- Born: 1810 Nakatsu, Ōita, Japan
- Died: 1864 (aged 53–54)
- Style: Kenjutsu (swordsmanship) Kashima Shinden Jikishinkage-ryū

= Shimada Toranosuke =

Japanese samurai (1810–1864)

Shimada Toranosuke (1810–1864) was a Japanese samurai from Nakatsu, Ōita. His father was Shimada Chikafusa. He studied Kashima Shinden Jikishinkage-ryū kenjutsu under Otani Nobutomo and zazen meditation under Sengai; he was also a student of Kitō-ryū jujutsu. He taught kenjutsu and acted as a spiritual mentor to Katsu Kaishū.

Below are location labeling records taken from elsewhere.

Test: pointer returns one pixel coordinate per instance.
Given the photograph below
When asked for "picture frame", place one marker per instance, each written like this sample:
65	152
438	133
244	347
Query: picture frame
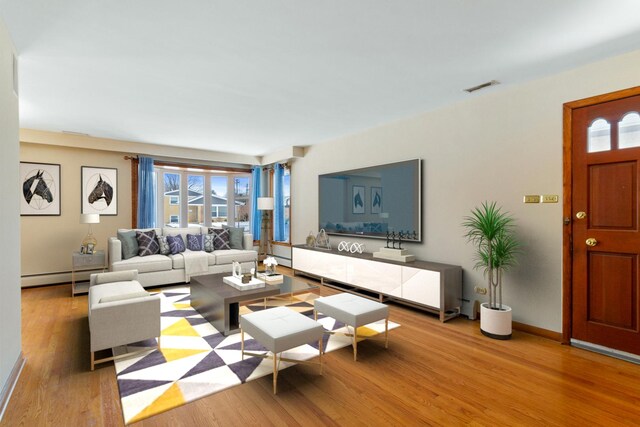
358	199
376	200
40	192
99	190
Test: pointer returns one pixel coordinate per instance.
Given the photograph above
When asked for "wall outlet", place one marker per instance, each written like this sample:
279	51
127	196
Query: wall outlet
480	290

Shimada was a skilled swordsman in his youth, and in 1837 he travelled to Edo to partake in challenge matches. His ferocity and ability with the sword brought him considerable success, and he finally issued a challenge to Otani Nobutomo, who was at the time the most highly regarded swordsman in the city. During the duel, Otani allowed Shimada to win, in order to gauge the young man's response to an easy victory. Toranosuke subsequently requested instruction from Inoue Gensai, but Inoue recommended that he visit Otani again and become his student. Sceptical of studying under a man he had previously defeated, Shimada challenged Otani to a rematch. This time, Otani defeated him utterly. After this, Otani accepted Shimada as his student.